高木 いまだ二軍調整中のオースティンは、右肘の手術で開幕後の4月にアメリカに帰国しましたが、「もっと早くやれなかったの?」って感じですよね。大型契約(3年総額8億5000万)を結んだ後にそういうことになると、白けてしまう。

 ソトは4月中旬に復帰してから一生懸命やっていますが、この2人が開幕にいなかったのはやはり痛かった。加えて、1番に固定しようとしていただろう桑原将志の状態も悪く、レギュラーが3、4人くらい抜けているような状態でのスタートでしたから、大輔(三浦大輔監督)もやりくりが大変だったと思いますよ。
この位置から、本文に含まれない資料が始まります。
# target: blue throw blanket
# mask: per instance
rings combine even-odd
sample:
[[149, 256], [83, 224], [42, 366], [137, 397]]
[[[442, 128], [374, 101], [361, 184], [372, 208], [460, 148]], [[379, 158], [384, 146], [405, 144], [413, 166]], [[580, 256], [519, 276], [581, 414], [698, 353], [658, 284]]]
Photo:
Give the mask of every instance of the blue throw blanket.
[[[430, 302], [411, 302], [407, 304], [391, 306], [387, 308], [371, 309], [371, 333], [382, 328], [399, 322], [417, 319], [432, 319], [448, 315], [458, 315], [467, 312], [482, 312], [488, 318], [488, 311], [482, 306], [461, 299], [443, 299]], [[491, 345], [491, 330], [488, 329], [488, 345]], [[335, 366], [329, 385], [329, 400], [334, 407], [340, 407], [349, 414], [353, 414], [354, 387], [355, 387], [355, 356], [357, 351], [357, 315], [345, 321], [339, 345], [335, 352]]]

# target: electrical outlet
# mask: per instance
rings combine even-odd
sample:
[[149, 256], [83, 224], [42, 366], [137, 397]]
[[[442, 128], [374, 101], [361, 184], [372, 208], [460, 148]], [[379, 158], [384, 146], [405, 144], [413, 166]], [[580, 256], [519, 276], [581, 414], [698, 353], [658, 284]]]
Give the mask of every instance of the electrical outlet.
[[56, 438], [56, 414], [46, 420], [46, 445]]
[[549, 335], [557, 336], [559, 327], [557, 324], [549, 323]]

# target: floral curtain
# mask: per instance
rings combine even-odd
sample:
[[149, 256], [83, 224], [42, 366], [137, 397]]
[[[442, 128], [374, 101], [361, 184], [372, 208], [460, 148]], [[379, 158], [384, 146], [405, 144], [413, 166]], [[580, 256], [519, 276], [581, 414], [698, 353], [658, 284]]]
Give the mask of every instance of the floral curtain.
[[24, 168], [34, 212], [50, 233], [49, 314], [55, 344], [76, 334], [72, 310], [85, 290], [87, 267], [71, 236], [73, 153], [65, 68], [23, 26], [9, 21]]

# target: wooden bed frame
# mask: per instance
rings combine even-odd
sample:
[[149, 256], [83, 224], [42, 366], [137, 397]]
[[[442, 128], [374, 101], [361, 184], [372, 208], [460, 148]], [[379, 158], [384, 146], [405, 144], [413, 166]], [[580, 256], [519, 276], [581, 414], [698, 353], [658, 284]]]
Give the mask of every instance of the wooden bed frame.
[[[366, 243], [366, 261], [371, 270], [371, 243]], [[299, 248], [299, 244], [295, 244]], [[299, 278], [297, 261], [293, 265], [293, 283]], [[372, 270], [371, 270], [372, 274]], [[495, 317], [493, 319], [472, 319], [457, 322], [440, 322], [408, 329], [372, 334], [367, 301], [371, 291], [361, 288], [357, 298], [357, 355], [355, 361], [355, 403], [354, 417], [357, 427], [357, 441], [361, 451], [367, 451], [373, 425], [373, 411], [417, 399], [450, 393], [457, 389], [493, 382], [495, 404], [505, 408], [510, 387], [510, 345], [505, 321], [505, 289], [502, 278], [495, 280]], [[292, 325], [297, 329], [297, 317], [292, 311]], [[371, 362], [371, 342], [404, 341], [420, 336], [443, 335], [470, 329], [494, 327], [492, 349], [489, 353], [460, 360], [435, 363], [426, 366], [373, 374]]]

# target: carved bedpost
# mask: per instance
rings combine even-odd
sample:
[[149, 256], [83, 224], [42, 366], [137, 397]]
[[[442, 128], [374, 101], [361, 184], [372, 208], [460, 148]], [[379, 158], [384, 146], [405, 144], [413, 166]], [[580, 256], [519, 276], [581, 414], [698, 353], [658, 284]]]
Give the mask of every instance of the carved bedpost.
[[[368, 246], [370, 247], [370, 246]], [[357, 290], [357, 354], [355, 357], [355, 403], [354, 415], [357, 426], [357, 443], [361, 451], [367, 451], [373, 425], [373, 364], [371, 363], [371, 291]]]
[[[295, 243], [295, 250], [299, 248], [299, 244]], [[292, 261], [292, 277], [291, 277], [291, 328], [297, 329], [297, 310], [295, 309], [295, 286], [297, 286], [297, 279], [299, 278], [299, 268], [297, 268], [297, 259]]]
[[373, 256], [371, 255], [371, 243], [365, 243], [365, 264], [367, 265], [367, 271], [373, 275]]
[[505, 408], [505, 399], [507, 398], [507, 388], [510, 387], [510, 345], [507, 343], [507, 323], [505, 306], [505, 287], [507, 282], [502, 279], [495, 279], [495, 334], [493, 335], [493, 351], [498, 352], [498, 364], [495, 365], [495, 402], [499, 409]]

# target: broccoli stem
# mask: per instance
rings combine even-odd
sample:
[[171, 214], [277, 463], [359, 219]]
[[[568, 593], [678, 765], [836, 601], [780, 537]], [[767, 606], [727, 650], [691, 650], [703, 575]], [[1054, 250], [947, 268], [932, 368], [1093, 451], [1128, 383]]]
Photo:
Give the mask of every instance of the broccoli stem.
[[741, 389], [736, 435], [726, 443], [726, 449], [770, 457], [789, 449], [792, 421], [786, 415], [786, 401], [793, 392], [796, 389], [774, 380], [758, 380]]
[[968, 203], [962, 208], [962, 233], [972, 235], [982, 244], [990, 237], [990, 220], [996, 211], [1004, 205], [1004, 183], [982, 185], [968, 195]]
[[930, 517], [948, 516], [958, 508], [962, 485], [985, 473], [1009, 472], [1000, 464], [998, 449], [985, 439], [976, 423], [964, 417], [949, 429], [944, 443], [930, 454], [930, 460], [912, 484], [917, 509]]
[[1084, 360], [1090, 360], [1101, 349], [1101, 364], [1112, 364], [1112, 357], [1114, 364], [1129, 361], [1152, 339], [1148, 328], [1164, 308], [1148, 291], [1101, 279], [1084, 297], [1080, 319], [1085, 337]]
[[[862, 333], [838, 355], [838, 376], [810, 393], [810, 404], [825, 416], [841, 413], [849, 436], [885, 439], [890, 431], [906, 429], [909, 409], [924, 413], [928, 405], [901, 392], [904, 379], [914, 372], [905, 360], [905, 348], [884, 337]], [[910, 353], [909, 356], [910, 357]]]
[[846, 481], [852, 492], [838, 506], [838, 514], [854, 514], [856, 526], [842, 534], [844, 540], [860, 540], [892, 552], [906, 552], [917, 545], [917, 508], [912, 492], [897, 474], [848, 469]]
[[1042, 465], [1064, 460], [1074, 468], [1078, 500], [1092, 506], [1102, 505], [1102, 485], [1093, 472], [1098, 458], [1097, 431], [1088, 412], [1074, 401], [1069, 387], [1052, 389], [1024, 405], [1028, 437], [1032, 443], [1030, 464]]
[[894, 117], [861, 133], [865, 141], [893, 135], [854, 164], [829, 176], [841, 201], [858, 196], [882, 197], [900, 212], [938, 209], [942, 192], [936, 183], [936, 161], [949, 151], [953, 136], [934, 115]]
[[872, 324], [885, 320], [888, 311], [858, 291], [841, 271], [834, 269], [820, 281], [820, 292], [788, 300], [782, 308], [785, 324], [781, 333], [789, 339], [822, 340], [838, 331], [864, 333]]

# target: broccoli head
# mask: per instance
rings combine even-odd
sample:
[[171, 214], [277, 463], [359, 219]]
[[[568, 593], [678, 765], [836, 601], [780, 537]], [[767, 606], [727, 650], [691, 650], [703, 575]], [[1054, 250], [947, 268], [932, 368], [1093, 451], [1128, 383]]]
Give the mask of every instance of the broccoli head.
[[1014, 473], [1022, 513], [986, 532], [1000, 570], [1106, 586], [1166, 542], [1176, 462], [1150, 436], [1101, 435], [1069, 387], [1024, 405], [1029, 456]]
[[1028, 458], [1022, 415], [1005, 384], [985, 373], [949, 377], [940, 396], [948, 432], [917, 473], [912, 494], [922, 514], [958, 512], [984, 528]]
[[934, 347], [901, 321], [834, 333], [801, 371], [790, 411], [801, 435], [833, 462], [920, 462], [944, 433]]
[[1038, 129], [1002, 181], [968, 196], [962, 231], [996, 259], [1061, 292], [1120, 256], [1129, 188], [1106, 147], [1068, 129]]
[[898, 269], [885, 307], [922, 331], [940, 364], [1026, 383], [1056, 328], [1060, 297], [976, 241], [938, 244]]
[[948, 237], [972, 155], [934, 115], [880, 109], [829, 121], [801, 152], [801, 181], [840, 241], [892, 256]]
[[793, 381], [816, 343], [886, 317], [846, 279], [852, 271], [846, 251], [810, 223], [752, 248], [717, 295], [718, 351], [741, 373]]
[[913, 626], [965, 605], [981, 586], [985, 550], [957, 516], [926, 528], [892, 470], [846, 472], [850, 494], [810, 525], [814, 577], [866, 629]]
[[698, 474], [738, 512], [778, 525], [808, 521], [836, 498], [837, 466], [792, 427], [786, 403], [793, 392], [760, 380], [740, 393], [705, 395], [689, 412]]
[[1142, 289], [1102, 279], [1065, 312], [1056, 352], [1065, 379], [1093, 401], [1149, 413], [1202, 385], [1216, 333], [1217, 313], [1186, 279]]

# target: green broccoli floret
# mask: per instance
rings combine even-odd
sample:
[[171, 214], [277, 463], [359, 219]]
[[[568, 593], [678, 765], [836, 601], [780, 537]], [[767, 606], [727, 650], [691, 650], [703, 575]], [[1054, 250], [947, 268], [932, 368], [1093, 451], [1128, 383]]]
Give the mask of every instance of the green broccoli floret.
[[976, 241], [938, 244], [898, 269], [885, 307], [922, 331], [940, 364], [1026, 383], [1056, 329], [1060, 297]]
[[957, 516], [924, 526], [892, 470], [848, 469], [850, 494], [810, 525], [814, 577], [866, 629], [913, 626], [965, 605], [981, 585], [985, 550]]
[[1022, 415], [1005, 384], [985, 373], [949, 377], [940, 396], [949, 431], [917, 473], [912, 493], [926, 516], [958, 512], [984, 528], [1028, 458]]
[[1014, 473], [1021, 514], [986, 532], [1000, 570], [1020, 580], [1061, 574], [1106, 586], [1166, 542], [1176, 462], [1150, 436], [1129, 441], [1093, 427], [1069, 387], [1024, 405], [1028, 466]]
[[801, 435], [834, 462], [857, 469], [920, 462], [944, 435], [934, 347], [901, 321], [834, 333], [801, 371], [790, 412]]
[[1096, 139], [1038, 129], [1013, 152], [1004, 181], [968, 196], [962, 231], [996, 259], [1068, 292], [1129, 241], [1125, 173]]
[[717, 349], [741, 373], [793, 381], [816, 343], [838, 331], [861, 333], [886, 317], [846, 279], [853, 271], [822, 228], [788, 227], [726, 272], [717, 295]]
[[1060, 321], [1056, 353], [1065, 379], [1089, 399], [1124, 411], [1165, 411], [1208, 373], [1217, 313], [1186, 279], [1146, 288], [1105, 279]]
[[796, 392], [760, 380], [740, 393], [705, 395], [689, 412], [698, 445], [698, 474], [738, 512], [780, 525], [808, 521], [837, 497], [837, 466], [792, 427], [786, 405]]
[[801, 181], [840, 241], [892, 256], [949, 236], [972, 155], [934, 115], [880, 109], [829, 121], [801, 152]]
 ただ、ここにきてやっと打線がつながるようになりましたし、さらにオースティンが一軍に戻ってきら、すごく嫌な打線になる。後半戦は期待しています。

――チーム防御率はリーグ4位の3.57ですが、開幕当初から徐々に改善し、7月の月間防御率は2.87と安定してきました。

高木 今は大貫晋一が中心で、左では今永昇太、濵口遥大、右では(フェルナンド・)ロメロもよくなってきている。先発陣が試合を作ってくれるので、つながりが出てきた打線とうまくハマれば、勝ちを拾っていけると思います。中継ぎ陣も、(エドウィン・)エスコバー、伊勢大夢、山﨑康晃、そこに差し込む田中健二朗などもいますし、充実してきましたよね。後半戦は"台風の目"になると思います。

――前半戦を5位で終えた巨人は、12球団最速で20勝に到達するなど開幕ダッシュに成功したものの失速。現在は借金5と苦しい状況です。

高木 先発投手陣は、戸郷翔征、菅野智之、(C.C.)メルセデスに加え、山﨑伊織、赤星優志、直江大輔、堀田賢慎といった投手を起用していました。半分が経験豊富な投手で、もう半分が若手という構成で最初は回しましたよね。

 序盤に今年初勝利を挙げる若手が何人か出てチームを勢いづけたことは確かですが、その勢いが続かないのは誰もがわかること。実績や経験がない選手が、1年間活躍を続けられることは稀ですから。

 山﨑や堀田などはトミー・ジョン手術も受けていますから球数を制限しますし、そこで中継ぎ陣に負担がかかった。その疲労が一気に出てきた印象です。クローザーの大勢がいなかったらと思うとゾッとしますね。